De Kremboong bossen bij Hoogeveen.

Ten noorden van Tiendeveen kocht Frederik s’Jacob (1822-1901, de zakenpartner van mijn voorouder Coen Rahder) in 1857 een groot stuk woeste grond om er naaldbomen en eiken aan te planten voor de houtproductie. Het was Coen Rahder die zich met deze taak mocht belasten als natuurliefhebber en iemand die kennis van zaken had. Het aanplanten gebeurde vaak als er niet in het veen gewerkt kon worden. Coen had bedacht dat de boomplanters in duo’s moesten werken. Eén persoon deed het zware werk door gaten te graven. De tweede persoon, iemand die geen zwaar werk kon doen, plaatste het jonge boompje in het gat.

Samen met zijn zoon Herbert hield Coen toezicht op het bos dat Kremboong, bamboespruit, werd genoemd naar de oude suikerplantage van s’Jacob op Java. Na verloop van tijd kwam er een ‘o’tje’ bij en werd het Kremboong genoemd. Waar die extra ‘o’ vandaan kwam weet niemand. Het kan zijn dat het beter in het gehoor lag bij de mensen in de streek, maar dat is een gok van mijn kant.

In de loop der jaren groeide Kremboong uit tot een prachtig en uitgestrekt bos, doorsneden door romantische waterloopjes en schitterende lanen die werden omzoomd door eiken en beuken. Voor het onderhoud werd een boswachter aangesteld, Evert Kersten, en kwam er een boswachterswoning aan de Drijbersche Hoofdvaart, vlakbij de Kremboongbrug. Kremboong ontwikkelde zich in de loop der jaren tot een bekend en populair toevluchtsoord voor de bewoners uit de wijde omgeving. Vanuit Hoogeveen konden er met een punter dagtochtjes worden gemaakt. Vooral op zondag krioelde het er van de dagjesmensen en gezinnen. Er kwam een uitspanning met terras waar je kon genieten van flensjes en allerlei drankjes.

Coen en zijn vrouw Wilhelmina waren regelmatig in de bossen te vinden voor lange wandelingen en om tijdelijk te ontkomen aan het jachtige bestaan van de turfwinning en andere beslommeringen. Zijn zakenpartner s’Jacob ging zelf niet in Drenthe wonen, maar logeerde wel geregeld op Valkenheim.
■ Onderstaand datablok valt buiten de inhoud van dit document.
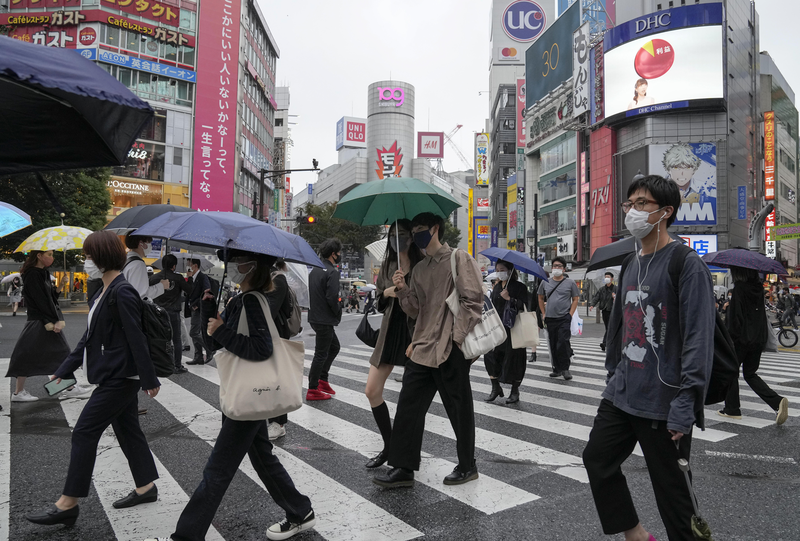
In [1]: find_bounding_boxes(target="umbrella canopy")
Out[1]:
[153,253,214,272]
[14,225,92,253]
[333,177,461,225]
[586,233,686,272]
[702,248,789,275]
[0,201,32,237]
[0,36,153,175]
[134,212,323,267]
[480,248,547,282]
[104,205,197,235]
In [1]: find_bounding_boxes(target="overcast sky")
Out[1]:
[257,0,800,192]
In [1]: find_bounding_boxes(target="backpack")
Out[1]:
[108,288,175,378]
[617,244,739,406]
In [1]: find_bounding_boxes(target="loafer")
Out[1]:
[444,464,478,485]
[372,468,414,488]
[367,449,389,469]
[25,504,80,526]
[111,485,158,509]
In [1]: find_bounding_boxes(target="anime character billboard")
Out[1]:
[648,143,717,225]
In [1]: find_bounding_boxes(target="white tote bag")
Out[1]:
[446,250,506,360]
[511,308,539,349]
[214,292,305,421]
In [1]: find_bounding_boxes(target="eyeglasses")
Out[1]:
[619,198,658,214]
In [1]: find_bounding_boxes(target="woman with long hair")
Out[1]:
[150,250,316,541]
[483,259,528,404]
[718,267,789,425]
[6,250,70,402]
[364,220,424,468]
[25,231,161,526]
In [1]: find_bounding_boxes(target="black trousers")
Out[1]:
[544,315,572,372]
[308,323,339,389]
[389,343,475,472]
[583,399,694,541]
[600,310,611,346]
[171,415,311,541]
[167,310,183,368]
[725,344,783,415]
[63,379,158,498]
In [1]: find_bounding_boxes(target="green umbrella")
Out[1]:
[333,177,461,225]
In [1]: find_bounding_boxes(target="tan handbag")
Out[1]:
[214,292,305,421]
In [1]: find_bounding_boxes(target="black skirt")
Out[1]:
[6,319,72,378]
[381,300,411,366]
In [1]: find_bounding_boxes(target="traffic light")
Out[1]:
[295,216,317,225]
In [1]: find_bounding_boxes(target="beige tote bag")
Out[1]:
[214,292,305,421]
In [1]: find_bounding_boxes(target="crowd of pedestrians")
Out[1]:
[7,176,794,541]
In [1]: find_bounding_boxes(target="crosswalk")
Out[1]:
[0,338,800,541]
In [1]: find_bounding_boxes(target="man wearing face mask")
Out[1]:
[592,272,617,351]
[538,256,580,380]
[306,239,342,400]
[583,175,716,541]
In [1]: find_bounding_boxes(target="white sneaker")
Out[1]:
[59,385,94,400]
[267,422,286,441]
[11,389,39,402]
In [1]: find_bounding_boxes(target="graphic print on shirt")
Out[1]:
[622,286,667,369]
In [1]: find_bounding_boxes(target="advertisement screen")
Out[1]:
[648,143,717,225]
[604,25,724,118]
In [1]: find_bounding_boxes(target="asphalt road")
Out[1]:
[0,309,800,541]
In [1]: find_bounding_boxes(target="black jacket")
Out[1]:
[55,274,161,390]
[308,259,342,326]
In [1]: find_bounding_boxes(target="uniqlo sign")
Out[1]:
[192,0,241,211]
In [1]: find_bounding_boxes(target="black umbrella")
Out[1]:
[0,36,153,175]
[104,205,197,235]
[586,233,686,272]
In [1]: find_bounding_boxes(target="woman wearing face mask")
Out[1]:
[364,220,423,468]
[6,250,70,402]
[484,260,528,404]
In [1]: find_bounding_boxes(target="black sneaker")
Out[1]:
[267,509,317,541]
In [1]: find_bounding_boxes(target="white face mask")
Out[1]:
[83,259,103,280]
[625,209,666,239]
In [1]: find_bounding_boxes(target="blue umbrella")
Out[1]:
[134,212,323,267]
[0,201,31,237]
[0,36,153,175]
[480,248,547,282]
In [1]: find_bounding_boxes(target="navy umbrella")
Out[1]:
[480,248,547,282]
[134,212,323,267]
[702,248,789,276]
[0,36,153,175]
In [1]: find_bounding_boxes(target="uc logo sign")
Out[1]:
[378,86,406,107]
[503,0,547,42]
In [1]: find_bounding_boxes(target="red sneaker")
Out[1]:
[317,379,336,394]
[306,389,332,400]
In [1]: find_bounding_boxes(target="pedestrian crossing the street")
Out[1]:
[0,336,800,541]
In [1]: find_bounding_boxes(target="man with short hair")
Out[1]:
[306,238,342,400]
[583,175,716,541]
[373,212,484,488]
[186,259,214,365]
[591,271,617,351]
[538,256,580,381]
[153,254,192,374]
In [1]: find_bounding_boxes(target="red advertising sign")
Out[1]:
[764,111,775,200]
[192,0,241,211]
[101,0,178,26]
[517,78,525,148]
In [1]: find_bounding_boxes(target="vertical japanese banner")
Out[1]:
[764,111,775,200]
[192,0,241,211]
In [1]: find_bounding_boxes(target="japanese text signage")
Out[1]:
[192,0,241,211]
[101,0,178,26]
[764,111,775,201]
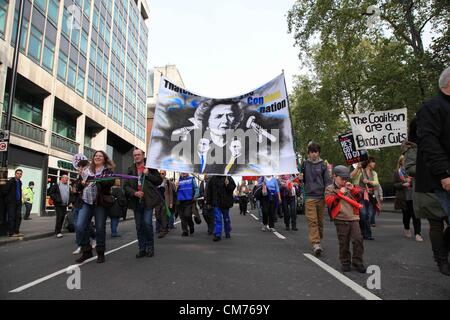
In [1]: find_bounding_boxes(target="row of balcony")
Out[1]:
[2,114,95,159]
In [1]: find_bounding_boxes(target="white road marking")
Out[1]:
[303,253,382,300]
[9,221,181,293]
[9,240,137,293]
[273,231,286,240]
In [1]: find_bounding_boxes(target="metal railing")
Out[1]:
[2,113,46,144]
[52,132,80,154]
[84,146,95,159]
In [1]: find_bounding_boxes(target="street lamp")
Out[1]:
[0,0,25,185]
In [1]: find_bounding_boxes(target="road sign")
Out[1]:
[0,142,8,152]
[0,130,9,141]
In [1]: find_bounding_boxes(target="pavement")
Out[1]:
[0,200,450,300]
[0,210,133,246]
[0,201,401,246]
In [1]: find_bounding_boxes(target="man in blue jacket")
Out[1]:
[176,173,199,237]
[207,176,236,241]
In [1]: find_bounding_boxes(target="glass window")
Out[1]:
[0,0,8,39]
[87,78,94,101]
[71,28,80,48]
[34,0,47,13]
[42,38,55,72]
[84,0,91,17]
[94,86,100,106]
[58,51,67,82]
[100,91,106,111]
[47,0,58,26]
[76,69,84,95]
[80,31,87,56]
[92,7,98,30]
[67,60,77,88]
[28,25,42,62]
[62,8,70,39]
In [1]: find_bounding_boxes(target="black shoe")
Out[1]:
[158,231,167,239]
[341,264,352,272]
[95,249,105,263]
[75,246,94,263]
[136,250,147,259]
[352,263,366,273]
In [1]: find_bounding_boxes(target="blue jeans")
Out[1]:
[214,207,231,238]
[256,200,262,221]
[72,208,95,247]
[169,212,175,229]
[434,190,450,219]
[111,218,119,236]
[75,203,107,250]
[134,203,154,251]
[359,199,375,239]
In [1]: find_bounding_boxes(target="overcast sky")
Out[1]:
[148,0,300,98]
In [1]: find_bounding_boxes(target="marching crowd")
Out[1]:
[2,68,450,276]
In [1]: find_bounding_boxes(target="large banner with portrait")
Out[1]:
[146,74,297,176]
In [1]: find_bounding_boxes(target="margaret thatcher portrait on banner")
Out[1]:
[148,77,295,175]
[163,99,278,174]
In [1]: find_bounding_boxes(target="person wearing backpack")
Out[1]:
[176,172,199,237]
[301,142,332,257]
[109,179,127,238]
[350,157,380,240]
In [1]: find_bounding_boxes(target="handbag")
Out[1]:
[101,194,116,208]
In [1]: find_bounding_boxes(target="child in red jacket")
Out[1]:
[325,166,366,273]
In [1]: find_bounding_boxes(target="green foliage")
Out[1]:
[287,0,450,190]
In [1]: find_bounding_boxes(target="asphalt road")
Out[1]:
[0,207,450,300]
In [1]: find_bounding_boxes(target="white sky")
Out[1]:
[148,0,300,98]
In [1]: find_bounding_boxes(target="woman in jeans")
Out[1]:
[258,176,281,232]
[76,151,114,263]
[394,155,423,242]
[350,157,380,240]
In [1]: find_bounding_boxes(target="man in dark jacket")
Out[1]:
[415,67,450,276]
[207,176,236,241]
[48,174,70,238]
[3,169,23,237]
[124,149,163,258]
[199,175,214,235]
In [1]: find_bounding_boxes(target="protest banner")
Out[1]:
[338,132,369,165]
[349,108,408,150]
[146,74,297,176]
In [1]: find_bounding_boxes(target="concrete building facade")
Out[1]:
[0,0,150,214]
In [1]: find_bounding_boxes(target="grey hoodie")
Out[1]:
[303,159,333,199]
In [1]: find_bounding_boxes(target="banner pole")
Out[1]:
[281,69,300,170]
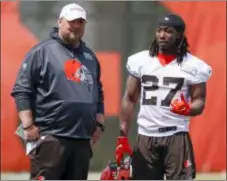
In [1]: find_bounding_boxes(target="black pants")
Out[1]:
[30,135,92,180]
[132,132,196,180]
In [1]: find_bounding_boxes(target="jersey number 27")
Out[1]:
[142,75,184,107]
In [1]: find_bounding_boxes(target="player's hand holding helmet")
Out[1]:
[100,155,132,180]
[171,94,191,116]
[100,136,132,180]
[115,136,132,165]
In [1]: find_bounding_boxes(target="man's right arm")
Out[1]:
[11,51,41,128]
[119,75,140,137]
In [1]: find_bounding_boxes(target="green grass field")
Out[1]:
[1,172,226,180]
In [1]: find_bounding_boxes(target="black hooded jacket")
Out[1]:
[11,28,104,139]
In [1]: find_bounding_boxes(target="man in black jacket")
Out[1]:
[11,4,104,180]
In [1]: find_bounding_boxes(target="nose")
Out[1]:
[159,31,166,39]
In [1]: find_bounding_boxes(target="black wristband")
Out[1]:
[23,123,34,130]
[96,121,106,132]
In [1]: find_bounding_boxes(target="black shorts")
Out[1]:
[30,135,92,180]
[132,132,196,180]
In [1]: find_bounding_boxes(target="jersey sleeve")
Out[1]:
[126,56,141,78]
[192,64,212,84]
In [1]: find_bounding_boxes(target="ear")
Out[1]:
[177,32,184,40]
[57,19,62,28]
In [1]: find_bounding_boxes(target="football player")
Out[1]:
[116,14,212,180]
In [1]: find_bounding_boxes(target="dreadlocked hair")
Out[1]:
[149,35,190,64]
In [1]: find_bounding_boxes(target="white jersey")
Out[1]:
[126,50,212,136]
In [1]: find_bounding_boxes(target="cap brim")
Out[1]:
[65,15,87,22]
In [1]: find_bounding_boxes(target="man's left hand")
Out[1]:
[91,126,102,146]
[171,94,191,116]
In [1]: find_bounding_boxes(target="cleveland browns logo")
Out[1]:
[64,59,93,85]
[64,59,82,82]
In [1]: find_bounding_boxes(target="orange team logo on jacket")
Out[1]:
[64,59,82,82]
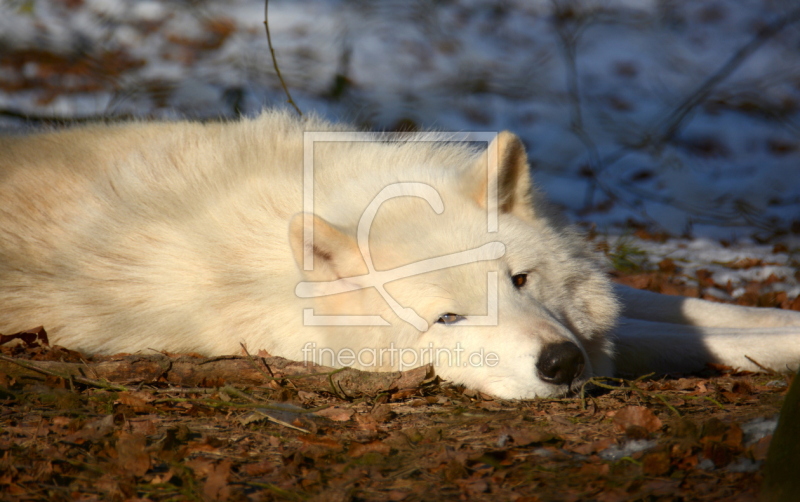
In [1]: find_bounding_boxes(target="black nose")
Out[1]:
[536,342,586,385]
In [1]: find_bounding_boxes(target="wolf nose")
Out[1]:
[536,342,585,385]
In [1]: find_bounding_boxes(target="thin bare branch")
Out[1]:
[264,0,303,117]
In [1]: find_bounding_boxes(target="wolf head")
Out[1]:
[289,132,619,398]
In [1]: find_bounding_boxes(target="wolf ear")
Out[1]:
[289,213,367,281]
[465,131,534,219]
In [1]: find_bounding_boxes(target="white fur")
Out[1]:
[0,112,800,398]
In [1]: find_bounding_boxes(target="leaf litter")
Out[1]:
[0,255,797,501]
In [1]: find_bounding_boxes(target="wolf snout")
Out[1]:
[536,342,586,385]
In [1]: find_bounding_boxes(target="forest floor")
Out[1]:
[0,233,800,502]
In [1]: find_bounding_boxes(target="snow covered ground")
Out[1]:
[0,0,800,297]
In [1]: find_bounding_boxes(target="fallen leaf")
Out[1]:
[116,432,150,476]
[614,406,663,433]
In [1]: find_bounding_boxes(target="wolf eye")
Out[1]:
[436,313,466,324]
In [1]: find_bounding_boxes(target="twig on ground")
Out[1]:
[0,355,133,392]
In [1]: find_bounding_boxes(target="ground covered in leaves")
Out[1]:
[0,242,798,502]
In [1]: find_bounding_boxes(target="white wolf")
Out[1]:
[0,112,800,398]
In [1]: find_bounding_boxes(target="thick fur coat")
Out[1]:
[0,111,800,398]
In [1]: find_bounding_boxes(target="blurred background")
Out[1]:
[0,0,800,241]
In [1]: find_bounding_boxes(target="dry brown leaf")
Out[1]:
[116,432,150,476]
[347,441,391,458]
[314,406,355,422]
[614,406,663,433]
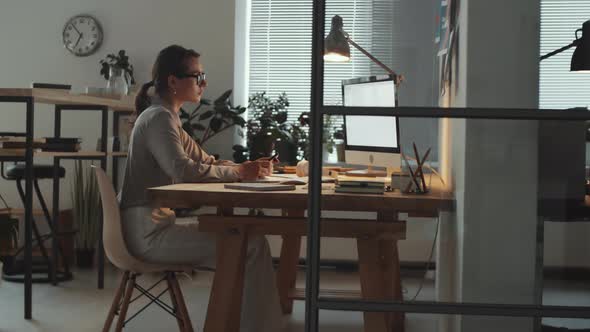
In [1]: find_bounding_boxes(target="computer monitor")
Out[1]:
[342,75,401,175]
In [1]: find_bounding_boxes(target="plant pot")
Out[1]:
[107,66,129,96]
[335,142,345,163]
[277,141,297,166]
[76,248,94,269]
[250,135,280,160]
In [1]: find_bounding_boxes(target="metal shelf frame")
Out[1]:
[305,0,590,332]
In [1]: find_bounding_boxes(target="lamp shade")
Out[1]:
[324,15,350,62]
[570,20,590,71]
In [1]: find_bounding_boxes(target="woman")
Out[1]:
[119,45,281,332]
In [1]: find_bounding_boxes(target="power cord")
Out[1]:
[0,194,10,209]
[412,216,440,301]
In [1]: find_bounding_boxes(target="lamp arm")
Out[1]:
[539,39,580,61]
[346,35,398,81]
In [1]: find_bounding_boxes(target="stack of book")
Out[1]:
[335,175,387,194]
[0,137,80,152]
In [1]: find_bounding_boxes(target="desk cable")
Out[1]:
[0,194,10,209]
[411,216,440,301]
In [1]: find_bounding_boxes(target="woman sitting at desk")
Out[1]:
[119,45,281,332]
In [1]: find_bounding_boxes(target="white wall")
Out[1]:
[439,0,539,331]
[0,0,235,208]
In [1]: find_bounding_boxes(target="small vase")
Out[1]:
[107,66,129,96]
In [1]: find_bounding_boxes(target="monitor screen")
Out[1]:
[342,76,399,152]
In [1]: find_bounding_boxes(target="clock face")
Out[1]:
[62,15,103,56]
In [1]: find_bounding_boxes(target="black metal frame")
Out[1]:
[305,0,590,332]
[52,104,109,289]
[123,272,179,327]
[0,96,35,319]
[112,111,134,190]
[0,96,131,319]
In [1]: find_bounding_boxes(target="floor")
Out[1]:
[0,268,590,332]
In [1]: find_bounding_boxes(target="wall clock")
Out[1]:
[62,15,103,56]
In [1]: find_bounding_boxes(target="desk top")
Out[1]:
[148,183,454,212]
[0,88,135,112]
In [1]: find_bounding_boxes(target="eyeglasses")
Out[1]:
[176,73,206,85]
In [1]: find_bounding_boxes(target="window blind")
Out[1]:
[248,0,393,121]
[539,0,590,109]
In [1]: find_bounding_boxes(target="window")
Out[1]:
[248,0,394,120]
[539,0,590,109]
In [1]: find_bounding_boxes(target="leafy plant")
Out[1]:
[296,112,344,159]
[71,160,102,249]
[100,50,135,85]
[180,89,246,145]
[234,92,294,161]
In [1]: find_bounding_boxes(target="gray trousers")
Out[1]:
[121,207,282,332]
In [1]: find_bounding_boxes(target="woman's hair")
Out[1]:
[135,45,201,116]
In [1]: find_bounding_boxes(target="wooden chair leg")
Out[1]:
[166,272,186,332]
[357,238,390,332]
[170,274,194,332]
[379,240,405,332]
[277,209,305,314]
[277,235,301,314]
[204,229,248,332]
[115,273,137,332]
[102,271,129,332]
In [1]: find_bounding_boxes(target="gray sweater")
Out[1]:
[119,102,238,209]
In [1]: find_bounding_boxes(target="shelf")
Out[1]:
[0,148,127,158]
[0,88,135,112]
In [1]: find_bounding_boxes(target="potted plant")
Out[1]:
[71,160,102,268]
[234,92,299,163]
[180,89,246,145]
[296,112,344,161]
[100,50,135,95]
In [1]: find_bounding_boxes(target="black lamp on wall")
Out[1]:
[324,15,402,83]
[540,20,590,71]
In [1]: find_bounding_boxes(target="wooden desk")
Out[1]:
[149,183,453,332]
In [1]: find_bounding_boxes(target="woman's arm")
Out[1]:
[145,111,238,183]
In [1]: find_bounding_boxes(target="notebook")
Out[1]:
[223,182,295,191]
[242,176,307,185]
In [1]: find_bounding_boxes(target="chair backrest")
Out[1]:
[91,165,135,270]
[91,165,193,273]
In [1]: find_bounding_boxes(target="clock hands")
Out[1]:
[74,33,82,48]
[70,24,82,35]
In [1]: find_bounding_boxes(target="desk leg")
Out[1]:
[277,210,305,314]
[377,211,405,332]
[379,240,405,332]
[203,228,248,332]
[357,237,391,332]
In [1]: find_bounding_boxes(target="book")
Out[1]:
[223,182,295,191]
[336,175,388,188]
[334,186,385,194]
[45,137,82,144]
[0,141,80,152]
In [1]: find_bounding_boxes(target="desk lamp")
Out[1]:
[324,15,402,84]
[544,20,590,71]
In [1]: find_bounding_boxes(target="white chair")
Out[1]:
[92,166,193,332]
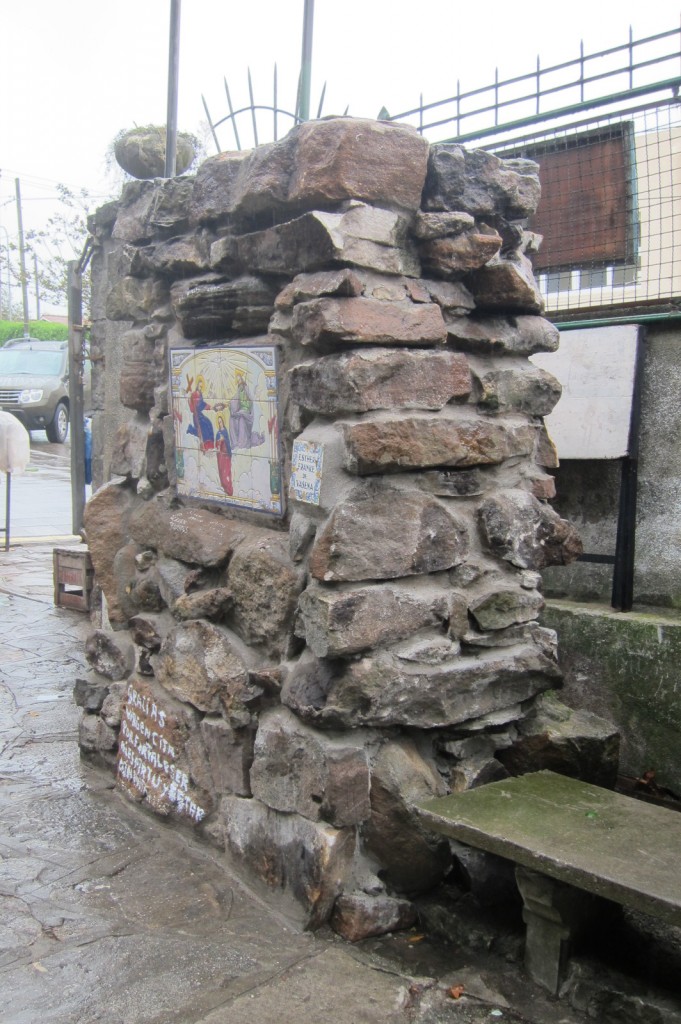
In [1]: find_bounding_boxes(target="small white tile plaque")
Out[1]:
[289,441,324,505]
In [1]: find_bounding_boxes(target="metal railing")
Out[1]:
[389,29,681,319]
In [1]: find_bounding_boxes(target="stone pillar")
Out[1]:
[515,865,595,995]
[78,118,580,935]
Ook hij was dan vaak met Coen in het bos te vinden. Al wandelend genoten ze niet alleen van de natuur, maar hadden ongetwijfeld ook het nodige te bespreken. Als commissaris voelde hij zich nauw bij de firma Rahder betrokken en bemoeide hij zich intensief met het reilen en zeilen van het bedrijf.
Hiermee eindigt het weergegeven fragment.